Trapped in this infinity loop of imbecilic hysteria, you can’t help feeling like a character condemned to eternal torment by a capricious god in Greek myth.

But it isn’t Greek, and it isn’t mythical. This is another of those British Things. And it’s happening, however unlikely the surreality makes it seem, in real time.

How Britain came to join the United States in the bullies’ back row of the geopolitcal remedial class is a matter for a Horrible Histories episode in 2120. The passage of a century should provide enough perspective to dissuade most people from conflating a historical account with outright treachery.

For now, the savage cruelties of the age combine with its domineering stupidities to form a brooding peasouper of despair.

Last week, an inquest reported into the death six months ago of a black Briton. Errol Graham died of starvation after being denied his benefits.

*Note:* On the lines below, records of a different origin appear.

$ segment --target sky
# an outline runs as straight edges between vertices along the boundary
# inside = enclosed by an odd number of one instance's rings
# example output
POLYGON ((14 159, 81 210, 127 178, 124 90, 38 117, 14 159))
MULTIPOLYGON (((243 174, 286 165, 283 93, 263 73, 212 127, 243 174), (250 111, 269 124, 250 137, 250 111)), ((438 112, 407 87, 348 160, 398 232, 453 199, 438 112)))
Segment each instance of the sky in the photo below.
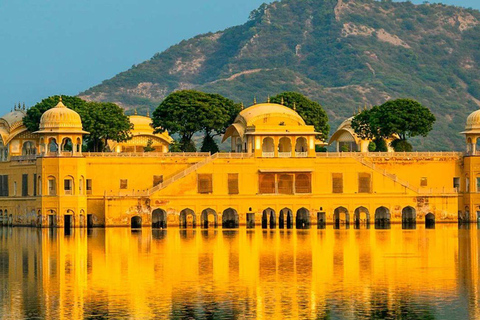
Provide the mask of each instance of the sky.
POLYGON ((242 24, 263 2, 0 0, 0 114, 76 95, 184 39, 242 24))

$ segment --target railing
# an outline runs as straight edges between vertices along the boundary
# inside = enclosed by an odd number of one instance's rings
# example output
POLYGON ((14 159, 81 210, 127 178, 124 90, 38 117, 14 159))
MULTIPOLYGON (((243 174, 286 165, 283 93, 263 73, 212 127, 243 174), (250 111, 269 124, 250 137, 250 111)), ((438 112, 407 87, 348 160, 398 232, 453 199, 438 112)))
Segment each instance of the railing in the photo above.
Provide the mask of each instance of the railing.
POLYGON ((212 162, 213 160, 217 159, 218 158, 218 155, 219 153, 215 153, 214 155, 211 155, 210 157, 208 158, 205 158, 203 159, 202 161, 200 162, 197 162, 196 164, 188 167, 187 169, 177 173, 176 175, 168 178, 167 180, 165 180, 164 182, 154 186, 153 188, 150 188, 148 190, 148 194, 152 194, 154 192, 157 192, 159 190, 162 190, 163 188, 166 188, 168 185, 172 184, 173 182, 177 181, 177 180, 180 180, 182 179, 183 177, 189 175, 190 173, 198 170, 200 167, 203 167, 204 165, 206 165, 207 163, 210 163, 212 162))
POLYGON ((462 152, 317 152, 317 158, 434 158, 462 157, 462 152))
POLYGON ((184 157, 208 157, 210 152, 84 152, 86 157, 163 157, 163 158, 184 158, 184 157))
POLYGON ((279 158, 291 158, 292 157, 292 152, 279 152, 278 157, 279 158))

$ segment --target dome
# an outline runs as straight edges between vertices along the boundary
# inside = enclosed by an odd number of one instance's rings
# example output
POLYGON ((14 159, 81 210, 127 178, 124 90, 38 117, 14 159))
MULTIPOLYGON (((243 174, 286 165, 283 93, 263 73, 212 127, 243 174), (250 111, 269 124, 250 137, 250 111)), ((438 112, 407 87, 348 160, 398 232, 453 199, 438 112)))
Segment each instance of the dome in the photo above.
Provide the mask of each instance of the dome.
POLYGON ((465 132, 478 131, 480 133, 480 110, 472 112, 467 118, 465 132))
POLYGON ((246 126, 255 125, 259 119, 284 118, 288 122, 294 122, 296 125, 304 126, 305 121, 293 109, 276 103, 260 103, 246 108, 240 112, 235 122, 243 122, 246 126))
POLYGON ((67 108, 62 100, 45 111, 40 118, 40 131, 36 133, 88 133, 82 130, 80 115, 67 108))
POLYGON ((22 123, 23 117, 25 117, 26 113, 24 110, 14 110, 12 112, 7 113, 0 119, 3 120, 7 125, 8 128, 13 128, 16 124, 22 123))

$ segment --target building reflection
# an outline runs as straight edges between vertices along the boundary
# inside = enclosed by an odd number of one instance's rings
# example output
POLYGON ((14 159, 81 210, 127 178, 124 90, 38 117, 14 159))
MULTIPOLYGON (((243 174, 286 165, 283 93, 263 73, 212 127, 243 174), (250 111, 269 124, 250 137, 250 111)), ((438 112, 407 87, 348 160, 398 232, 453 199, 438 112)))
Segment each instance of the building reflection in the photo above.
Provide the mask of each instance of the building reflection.
POLYGON ((480 318, 480 233, 0 229, 6 318, 480 318))

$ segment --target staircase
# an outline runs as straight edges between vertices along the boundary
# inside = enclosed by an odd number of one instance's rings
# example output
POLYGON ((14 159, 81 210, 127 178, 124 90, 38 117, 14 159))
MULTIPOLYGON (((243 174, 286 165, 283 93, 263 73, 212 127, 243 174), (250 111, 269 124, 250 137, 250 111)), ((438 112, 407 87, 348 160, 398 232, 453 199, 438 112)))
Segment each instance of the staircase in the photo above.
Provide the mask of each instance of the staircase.
POLYGON ((218 153, 215 153, 209 157, 206 157, 205 159, 203 159, 202 161, 200 162, 197 162, 195 163, 194 165, 191 165, 190 167, 188 167, 187 169, 183 170, 183 171, 180 171, 179 173, 177 173, 176 175, 168 178, 167 180, 165 180, 164 182, 160 183, 160 184, 157 184, 156 186, 154 186, 153 188, 150 188, 147 190, 147 195, 151 195, 152 193, 155 193, 157 191, 160 191, 162 189, 165 189, 166 187, 168 187, 169 185, 171 185, 172 183, 174 183, 175 181, 177 180, 180 180, 182 179, 183 177, 189 175, 190 173, 194 172, 194 171, 197 171, 198 169, 200 169, 201 167, 211 163, 213 160, 217 159, 218 158, 218 153))
POLYGON ((410 189, 410 190, 412 190, 416 193, 420 192, 418 187, 410 185, 410 182, 408 182, 408 181, 403 181, 401 179, 398 179, 397 175, 391 174, 385 169, 377 168, 374 163, 365 160, 365 158, 363 156, 357 156, 357 157, 353 157, 353 158, 355 160, 357 160, 358 162, 360 162, 362 165, 366 166, 367 168, 370 168, 373 171, 376 171, 376 172, 382 174, 384 177, 389 178, 390 180, 402 185, 403 187, 405 187, 407 189, 410 189))

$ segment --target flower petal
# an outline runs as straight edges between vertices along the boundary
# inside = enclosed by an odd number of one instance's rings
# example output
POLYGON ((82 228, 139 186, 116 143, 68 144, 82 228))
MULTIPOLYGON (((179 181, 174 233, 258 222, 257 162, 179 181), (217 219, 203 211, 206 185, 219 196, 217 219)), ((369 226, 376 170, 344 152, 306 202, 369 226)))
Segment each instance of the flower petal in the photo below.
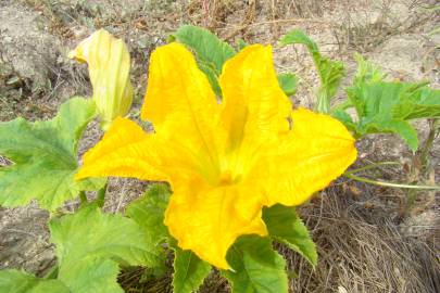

When discovered in his Nottingham flat, his body weighed four and half stone.

As I write, this site hosts a story about a woman whose disability payment was confiscated (since reinstated thanks to the embarrassing publicity) because she can walk a few feet.

Brexit party in Parliament square following UK leaving EU

But one shouldn’t dwell on such cases, let alone on the many posthumous recipients of official letters declaring them fit for work, for fear of demeaning Britain.

Talking up Britain, as our prime minister will confirm, is the beacon to illuminate the post-Brexit path to restored national glory. In this lambent light, I call on the BBC to cancel Horrible Histories, and replace it with Cutesy Chronicles.

Recalling how he loved parading his scandalously underrated comedy chops on This Week, when the gurning and clowning placed pulverising pressure on even the doughtiest of sphincters, Andrew Neil would be the go-to guy for that one.

In the first episode, he and Michael Portillo could relate in song how every ivory tusk on a stately home wall was taken from Skegness’s indigenous herd – and only then after the elephant died of natural causes.

Other sketches under the “More British Things” banner might include The Opium Wars of Inverness, The Hastings-St Leonards Partition, and of course The Black Hole of Clacton-on-Sea.

As for Lisa Nandy and her efforts to change the E of the OBE to “Excellence”, partly on chronology grounds, she’ll feel a right charlie when she hears Neil trilling: “Let traitors sneer and snowflakes cry/ This empire of ours shall never die.”

So then, all you Horrible Histories apologists out there, listen up. This trashing of Britain has to stop, and it has to stop now. Apart from anything else, in this Pernicious Present and facing a Fearful Future, the one task Britain is abundantly qualified to execute to perfection is trashing herself.